Esa mañana llegó casi todo lo necesario. Salvo
los suplentes, el tercer escrutador —que nadie sabía que debía existir— y el
sentido común. Yo tenía el instructivo y no lo mencionaba. La instructora nos
dijo que lo agregaron después. El primero en la fila fue sacrificado.
Yo, como Siddhartha de Hesse, estoy acostumbrado
al ayuno, así que me bastó con mi café con cacao. Mis compañeros, en cambio, querían un almuerzo estilo Chilpancingo: uno de esos que los lleva a la diabetes y
posteriormente a la muerte.
Después llegó una torta para cada uno, y agua
sin sodio —que no calma la sed, pero sí la esperanza. Luego aparecieron los
"lonches", con refrescos de cola y naranja y comida envuelta en
unicel, como ofrenda del capitalismo tardío. Comieron tres, sobraron tres. Yo
no comí. Si el envoltorio es de unicel, lo de adentro no puede ser digno.

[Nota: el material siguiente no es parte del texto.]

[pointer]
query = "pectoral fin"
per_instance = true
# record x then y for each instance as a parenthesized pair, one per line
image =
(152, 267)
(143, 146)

A veces me pregunto quién cree el INE que
somos los funcionarios de casilla. Hay quienes todavía creemos en el bien
común, en las instituciones, en que un país puede mejorar. Pero luego nos
topamos con que hasta ellas se alían con lo peor del mundo. Y uno ahí, con su
termo y su fe, esperando no morir de decepción... ni de colesterol.